A potential application of this project would be to externally catalyze useful chemical reactions. The only real practical limitation would be the size of the amino acid insert. Prior research in the field of chimeric flagella has shown that inserts of around 300 amino acids can be inserted into the FliC D3 domain without affecting the tertiary structure of the flagella. Thus, the search for feasible pathways was limited to reactions with steps that involved the use of a single enzyme and were sufficiently small. A potential parts in the biobrick registry that fit this criteria was XylE (catechol 2,3-dioxygenase). This enzyme converts catechol into 2-hydroxymuconate semialdehyde, which conveniently provides a bright yellow product.
We also researched various pathways outside of the BioBrick registry for useful pathways and eventually settled on the enzyme Haloalkane dehalogenase. This enzyme is found in several organisms and refers to an enzyme the dehalogenates haloalkanes into alcohol and halides. Given that haloalkanes such as 1,2-dibromoethane are quite dangerous (Rated a 3 in the health section on the NFPA 704 scale [1]), this enzyme provides a useful means of cleaving these toxic products into safer products.
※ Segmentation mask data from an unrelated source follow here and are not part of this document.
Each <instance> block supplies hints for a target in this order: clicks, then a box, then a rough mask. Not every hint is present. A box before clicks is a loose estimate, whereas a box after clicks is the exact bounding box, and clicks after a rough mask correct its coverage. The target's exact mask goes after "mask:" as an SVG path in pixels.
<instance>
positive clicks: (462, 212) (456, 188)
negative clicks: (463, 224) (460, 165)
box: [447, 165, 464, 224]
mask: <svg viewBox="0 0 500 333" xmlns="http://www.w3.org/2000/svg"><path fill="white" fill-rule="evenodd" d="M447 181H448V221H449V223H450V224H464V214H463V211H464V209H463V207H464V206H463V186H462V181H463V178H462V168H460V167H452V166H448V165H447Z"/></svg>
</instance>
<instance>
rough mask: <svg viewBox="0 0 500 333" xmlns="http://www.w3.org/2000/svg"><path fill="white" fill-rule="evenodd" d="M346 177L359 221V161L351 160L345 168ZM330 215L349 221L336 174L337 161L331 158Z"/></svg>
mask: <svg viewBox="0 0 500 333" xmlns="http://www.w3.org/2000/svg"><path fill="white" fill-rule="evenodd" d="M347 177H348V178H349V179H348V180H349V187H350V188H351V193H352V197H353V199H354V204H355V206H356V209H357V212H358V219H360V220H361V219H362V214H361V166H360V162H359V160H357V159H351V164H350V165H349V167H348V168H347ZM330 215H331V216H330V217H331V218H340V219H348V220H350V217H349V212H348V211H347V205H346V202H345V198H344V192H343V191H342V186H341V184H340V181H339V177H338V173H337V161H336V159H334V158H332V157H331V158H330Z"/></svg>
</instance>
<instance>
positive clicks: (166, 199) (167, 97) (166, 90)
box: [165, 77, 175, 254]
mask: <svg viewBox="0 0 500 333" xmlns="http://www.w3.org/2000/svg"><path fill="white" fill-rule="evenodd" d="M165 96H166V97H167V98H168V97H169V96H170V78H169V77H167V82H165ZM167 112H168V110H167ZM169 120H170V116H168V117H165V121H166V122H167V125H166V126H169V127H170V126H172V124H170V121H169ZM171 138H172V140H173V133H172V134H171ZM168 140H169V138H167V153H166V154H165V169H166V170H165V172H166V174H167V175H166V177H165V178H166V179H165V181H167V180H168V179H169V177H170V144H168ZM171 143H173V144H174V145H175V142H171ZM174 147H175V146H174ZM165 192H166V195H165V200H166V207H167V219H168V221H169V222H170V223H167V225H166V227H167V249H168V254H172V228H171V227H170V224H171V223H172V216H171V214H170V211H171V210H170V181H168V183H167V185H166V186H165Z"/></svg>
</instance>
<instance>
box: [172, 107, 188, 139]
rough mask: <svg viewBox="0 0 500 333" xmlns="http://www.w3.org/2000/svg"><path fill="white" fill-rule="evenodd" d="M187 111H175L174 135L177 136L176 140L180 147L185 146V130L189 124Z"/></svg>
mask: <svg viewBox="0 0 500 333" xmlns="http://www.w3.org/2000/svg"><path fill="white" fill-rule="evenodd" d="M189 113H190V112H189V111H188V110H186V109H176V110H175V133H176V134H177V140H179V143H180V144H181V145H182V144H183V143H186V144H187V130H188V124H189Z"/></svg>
We contacted various professors around the world, and were able to obtain the linB and the Rv2579 gene, which both encode the protein, but in Sphingomonas paucimobilis UT26 and Mycobacterium tuberculosis H37Rv, respectively.
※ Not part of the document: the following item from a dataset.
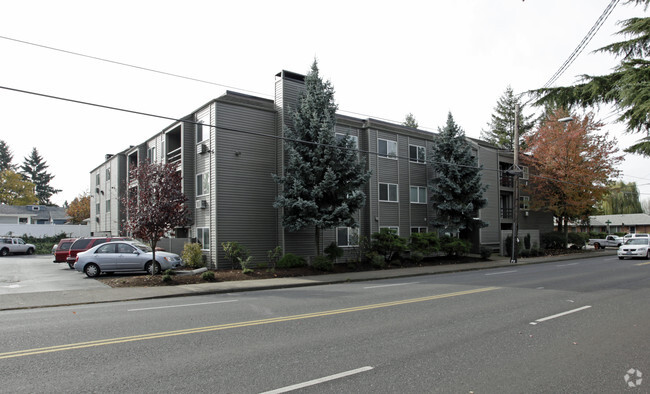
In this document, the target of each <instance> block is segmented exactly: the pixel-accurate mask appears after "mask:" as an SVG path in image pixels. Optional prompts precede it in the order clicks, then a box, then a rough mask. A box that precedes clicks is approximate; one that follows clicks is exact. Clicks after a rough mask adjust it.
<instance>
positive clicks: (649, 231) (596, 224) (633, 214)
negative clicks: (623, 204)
mask: <svg viewBox="0 0 650 394" xmlns="http://www.w3.org/2000/svg"><path fill="white" fill-rule="evenodd" d="M569 231H574V232H588V231H594V232H599V233H607V234H614V233H625V234H628V233H629V234H635V233H650V215H648V214H647V213H627V214H619V215H595V216H590V217H589V221H588V222H585V223H575V222H571V223H569Z"/></svg>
These enzymes were incorporated into E. coli in a similar manner to the fluorescent proteins. Using PCR overlap extension, we were able to create the plasmid for LinB, Rv2579, and XylE from an RFP plasmid template. The PCR overlap extension products were digested using DpnI and transformed into E. coli. The colonies were plated. As expected there were several colonies on each plate, and using the fluorescence of the E. coli we were able to isolate which colonies potentially contained the plasmid by picking the colonies without fluorescence.
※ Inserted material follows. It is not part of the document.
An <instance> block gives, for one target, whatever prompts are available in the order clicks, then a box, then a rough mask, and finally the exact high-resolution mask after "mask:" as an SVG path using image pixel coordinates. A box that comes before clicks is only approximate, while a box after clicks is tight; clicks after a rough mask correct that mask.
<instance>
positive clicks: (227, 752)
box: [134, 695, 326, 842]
An exciting extension of our project included incorporating the cohesion/dockerin complex into our flagella scaffold. Normally found in the cellulosome complex in the Clostridium bacteria, these proteins interact with each other through a scaffoldin protein consisting of cohesins connected to dockerins containing functional units such as the enzymes and carbohydrate binding modules. By incorporating the cohesin protein in place of the D3 domain, we could have flagella that would be able to bind any dockerins present. These dockerins would genetically modified to fuse with any enzymes or protein of interest. The result would be a very flexible flagella scaffolding system that could bind enzymes not natively expressed within its own flagellin sequence or genome. In theory we could have multiple different dockerin/enzyme fusions bind to the same cohesion flagella scaffold; thereby giving our E.Coli cell multiple functions or being able to express a full enzymatic pathway.
"1,2-dibromoethane MSDS." Sciencelab.com. Sciencelab.com, 9 Oct. 2005. Web. 3 Oct. 2012.